L’enthousiasme généralisé autour de l’intelligence artificielle touche à sa fin. En 2026, l’ère de l’expérimentation permanente et des démonstrations spectaculaires ne suffira plus. L’IA entre dans une phase de vérité.
Les entreprises n’ont plus le luxe d’expérimenter l’IA
Elle ne sera plus évaluée sur ce qu’elle promet, mais sur ce qu’elle délivre réellement. Gains opérationnels mesurables, amélioration tangible de l’expérience client, efficacité accrue des équipes. À défaut, elle rejoindra la longue liste des technologies survalorisées, rapidement mises de côté.
Simon Hayward, General Manager et VP Sales chez Freshworks nous explique pourquoi cette bascule est inévitable.
Cette bascule est inévitable. Les entreprises n’adopteront plus l’IA parce qu’elle impressionne, mais parce qu’elle fonctionne, s’intègre et crée de la valeur. Celles qui tarderont à faire ce tri risquent de s’enfermer dans une accumulation d’outils coûteux, complexes et peu exploités.
La fin des projets IA vitrine, l’heure des preuves
Depuis deux ans, les initiatives IA se multiplient dans les organisations. Mais une réalité s’impose : une large majorité de ces projets n’atteindra jamais la production à grande échelle. Trop souvent, l’IA reste cantonnée à des pilotes séduisants, mais déconnectés des processus métiers, sans adoption réelle par les équipes ni impact durable sur la performance.
En 2026, cette situation ne sera plus tenable. L’entrée en vigueur progressive de l’AI Act européen agit comme un révélateur. Supervision humaine, traçabilité des décisions, qualité des données, responsabilité des acteurs. Ce cadre réglementaire ne freine pas l’innovation, il impose un filtre. Il élimine mécaniquement les usages gadgets et force les entreprises à se concentrer sur des cas d’usage solides, utiles et maîtrisés.

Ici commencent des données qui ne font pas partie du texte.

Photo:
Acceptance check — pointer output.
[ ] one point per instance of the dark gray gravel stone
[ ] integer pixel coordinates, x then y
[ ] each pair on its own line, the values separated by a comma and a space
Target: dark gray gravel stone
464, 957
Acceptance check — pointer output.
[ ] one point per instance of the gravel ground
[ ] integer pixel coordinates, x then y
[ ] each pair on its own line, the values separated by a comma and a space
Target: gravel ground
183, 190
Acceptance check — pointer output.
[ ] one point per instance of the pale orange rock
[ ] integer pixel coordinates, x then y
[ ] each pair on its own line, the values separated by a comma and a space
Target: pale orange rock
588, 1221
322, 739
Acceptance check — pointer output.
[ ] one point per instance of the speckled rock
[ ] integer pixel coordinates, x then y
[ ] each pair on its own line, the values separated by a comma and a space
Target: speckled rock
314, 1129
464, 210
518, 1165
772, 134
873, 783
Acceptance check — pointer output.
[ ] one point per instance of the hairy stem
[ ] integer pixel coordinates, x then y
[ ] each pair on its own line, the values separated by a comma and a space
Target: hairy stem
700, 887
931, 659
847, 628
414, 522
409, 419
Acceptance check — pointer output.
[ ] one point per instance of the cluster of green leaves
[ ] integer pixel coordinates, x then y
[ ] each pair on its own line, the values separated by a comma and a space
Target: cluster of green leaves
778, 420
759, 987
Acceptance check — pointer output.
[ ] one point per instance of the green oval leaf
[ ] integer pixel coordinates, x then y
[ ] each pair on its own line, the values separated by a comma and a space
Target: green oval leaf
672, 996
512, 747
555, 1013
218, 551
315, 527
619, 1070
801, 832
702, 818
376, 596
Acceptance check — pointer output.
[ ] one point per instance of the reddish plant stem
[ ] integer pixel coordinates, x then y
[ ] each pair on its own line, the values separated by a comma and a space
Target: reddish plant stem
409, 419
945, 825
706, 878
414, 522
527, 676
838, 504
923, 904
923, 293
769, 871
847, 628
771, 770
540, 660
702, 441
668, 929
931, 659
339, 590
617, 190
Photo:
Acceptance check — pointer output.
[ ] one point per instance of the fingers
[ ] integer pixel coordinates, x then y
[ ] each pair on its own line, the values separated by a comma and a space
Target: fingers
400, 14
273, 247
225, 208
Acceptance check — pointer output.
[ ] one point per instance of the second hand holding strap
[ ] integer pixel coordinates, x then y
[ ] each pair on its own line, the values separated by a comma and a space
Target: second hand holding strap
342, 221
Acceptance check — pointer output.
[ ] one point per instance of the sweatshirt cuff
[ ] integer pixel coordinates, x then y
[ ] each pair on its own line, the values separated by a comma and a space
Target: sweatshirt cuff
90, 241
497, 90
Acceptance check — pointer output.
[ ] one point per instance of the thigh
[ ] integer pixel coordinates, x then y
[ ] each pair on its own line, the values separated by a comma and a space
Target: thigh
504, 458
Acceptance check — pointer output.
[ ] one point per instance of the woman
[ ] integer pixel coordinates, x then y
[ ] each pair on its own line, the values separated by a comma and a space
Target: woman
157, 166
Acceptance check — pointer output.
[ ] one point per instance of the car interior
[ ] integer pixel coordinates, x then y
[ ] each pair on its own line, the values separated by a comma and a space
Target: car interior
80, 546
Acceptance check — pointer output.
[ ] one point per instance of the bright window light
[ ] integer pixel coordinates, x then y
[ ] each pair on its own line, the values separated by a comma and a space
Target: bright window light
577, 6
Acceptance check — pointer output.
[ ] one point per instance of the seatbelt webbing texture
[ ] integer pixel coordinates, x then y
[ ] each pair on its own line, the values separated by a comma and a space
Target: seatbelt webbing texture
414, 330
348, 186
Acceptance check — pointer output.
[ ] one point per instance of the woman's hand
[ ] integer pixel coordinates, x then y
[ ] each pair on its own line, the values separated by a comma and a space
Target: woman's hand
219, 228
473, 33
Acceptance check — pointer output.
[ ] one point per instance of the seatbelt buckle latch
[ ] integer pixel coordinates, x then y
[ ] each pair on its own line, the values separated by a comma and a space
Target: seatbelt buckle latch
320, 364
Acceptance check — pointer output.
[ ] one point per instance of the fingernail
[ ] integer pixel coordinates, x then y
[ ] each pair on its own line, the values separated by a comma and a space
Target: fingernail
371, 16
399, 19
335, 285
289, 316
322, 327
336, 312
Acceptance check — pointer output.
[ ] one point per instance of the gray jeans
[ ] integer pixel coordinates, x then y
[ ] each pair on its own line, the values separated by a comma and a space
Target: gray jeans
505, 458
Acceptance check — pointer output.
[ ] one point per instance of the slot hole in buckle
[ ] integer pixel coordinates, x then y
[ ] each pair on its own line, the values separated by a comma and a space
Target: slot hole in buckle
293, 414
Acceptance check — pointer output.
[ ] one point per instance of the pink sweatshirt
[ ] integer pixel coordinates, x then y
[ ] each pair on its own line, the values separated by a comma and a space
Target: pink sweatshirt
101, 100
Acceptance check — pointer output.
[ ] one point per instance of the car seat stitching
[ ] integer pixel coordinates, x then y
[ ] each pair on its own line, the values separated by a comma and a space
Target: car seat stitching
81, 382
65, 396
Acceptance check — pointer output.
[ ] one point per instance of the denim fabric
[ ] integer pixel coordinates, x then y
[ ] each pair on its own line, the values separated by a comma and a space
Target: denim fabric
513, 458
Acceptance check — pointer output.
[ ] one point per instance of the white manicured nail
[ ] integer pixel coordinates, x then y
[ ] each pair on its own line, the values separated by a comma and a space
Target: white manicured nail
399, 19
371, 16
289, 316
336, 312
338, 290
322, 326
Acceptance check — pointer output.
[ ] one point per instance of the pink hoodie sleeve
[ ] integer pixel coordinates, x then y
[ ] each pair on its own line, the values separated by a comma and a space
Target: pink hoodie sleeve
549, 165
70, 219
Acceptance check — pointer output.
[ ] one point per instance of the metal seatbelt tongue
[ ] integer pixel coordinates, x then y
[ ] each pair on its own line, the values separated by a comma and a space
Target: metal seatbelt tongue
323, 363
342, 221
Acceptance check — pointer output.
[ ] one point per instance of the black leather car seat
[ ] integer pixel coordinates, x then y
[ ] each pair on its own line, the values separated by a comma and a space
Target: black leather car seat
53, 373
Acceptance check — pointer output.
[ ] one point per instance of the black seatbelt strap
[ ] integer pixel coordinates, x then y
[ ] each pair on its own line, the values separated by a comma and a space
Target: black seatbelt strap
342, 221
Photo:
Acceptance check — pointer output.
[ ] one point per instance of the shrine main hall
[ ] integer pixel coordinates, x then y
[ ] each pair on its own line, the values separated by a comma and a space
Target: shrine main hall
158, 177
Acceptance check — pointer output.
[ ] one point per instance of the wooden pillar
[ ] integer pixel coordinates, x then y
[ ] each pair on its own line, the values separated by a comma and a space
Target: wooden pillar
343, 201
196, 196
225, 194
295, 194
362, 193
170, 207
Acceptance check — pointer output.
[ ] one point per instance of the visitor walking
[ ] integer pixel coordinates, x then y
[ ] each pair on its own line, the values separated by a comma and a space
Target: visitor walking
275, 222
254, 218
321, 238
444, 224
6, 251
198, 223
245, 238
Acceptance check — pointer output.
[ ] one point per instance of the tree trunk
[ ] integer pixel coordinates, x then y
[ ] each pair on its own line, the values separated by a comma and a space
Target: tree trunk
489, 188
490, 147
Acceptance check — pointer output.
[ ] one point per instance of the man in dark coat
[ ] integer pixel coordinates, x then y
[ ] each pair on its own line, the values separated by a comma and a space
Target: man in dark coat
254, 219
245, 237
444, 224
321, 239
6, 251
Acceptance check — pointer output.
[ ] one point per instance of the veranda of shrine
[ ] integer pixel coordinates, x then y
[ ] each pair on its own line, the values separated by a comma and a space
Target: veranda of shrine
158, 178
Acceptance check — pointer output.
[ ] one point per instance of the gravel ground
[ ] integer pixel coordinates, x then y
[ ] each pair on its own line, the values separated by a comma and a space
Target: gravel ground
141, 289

Certains secteurs n’ont jamais eu le luxe de l’approximation. En santé, seuls les systèmes capables de démontrer leur fiabilité, leur sécurité et leur utilité sont déployés. Cette exigence s’étend désormais à d’autres fonctions clés de l’entreprise : ressources humaines, finance, relation client. Les agents d’IA ne sont plus des assistants génériques. Ils exécutent des tâches précises, intégrées dans des environnements métiers, avec des objectifs clairs. C’est là que se joue le véritable tournant de 2026.

Simon Hayward, General Manager et VP Sales chez Freshworks
Créer de la valeur réelle pour les collaborateurs, les clients et l’entreprise
L’enjeu n’est plus d’ajouter de l’IA, mais de faire les bons choix. Une IA utile est une IA comprise, maîtrisée et alignée sur des objectifs humains et opérationnels. Sans cela, elle devient un facteur de complexité supplémentaire.
Pour les collaborateurs, l’IA peut être un levier puissant d’autonomie et de performance. Accès facilité à l’information, décisions mieux éclairées, réduction des tâches répétitives. Mais cet impact n’est pas automatique. Sans formation, sans accompagnement et sans implication des équipes, l’IA accentue les écarts. Certains sauront l’exploiter pour structurer leur réflexion et gagner en efficacité, d’autres l’utiliseront de manière passive, voire s’en détourneront. Le risque est réel : créer une fracture interne là où l’IA était censée simplifier.
Côté clients, la priorité change radicalement. La rapidité ne suffit plus. Ce qui compte, c’est la pertinence. Une IA performante sait contextualiser une demande, détecter des signaux faibles, ajuster son discours et passer la main à un humain lorsque la situation l’exige. L’automatisation aveugle dégrade l’expérience. L’orchestration intelligente, elle, la renforce.
Dans cette logique, le service client devient un levier stratégique à part entière. Chaque interaction nourrit une meilleure compréhension des besoins. On ne se contente plus de résoudre des problèmes, on anticipe, on priorise et on crée de la valeur sur la durée.
2026, l’année des choix
L’intelligence artificielle n’est plus un terrain d’expérimentation sans conséquences. Elle devient un facteur clé de compétitivité, mais uniquement pour les organisations capables de faire des choix clairs. Réduire le nombre de projets, privilégier l’impact réel, investir dans l’adoption plutôt que dans l’accumulation technologique.
En 2026, l’IA qui s’imposera sera celle qui s’intègre naturellement dans le quotidien des équipes, des clients et des décideurs. Pas celle qui brille dans les présentations, mais celle qui transforme concrètement la manière de travailler. L’enjeu est désormais explicite : utiliser la technologie non pour remplacer l’humain, mais pour révéler ce qu’il peut accomplir lorsqu’il est mieux équipé.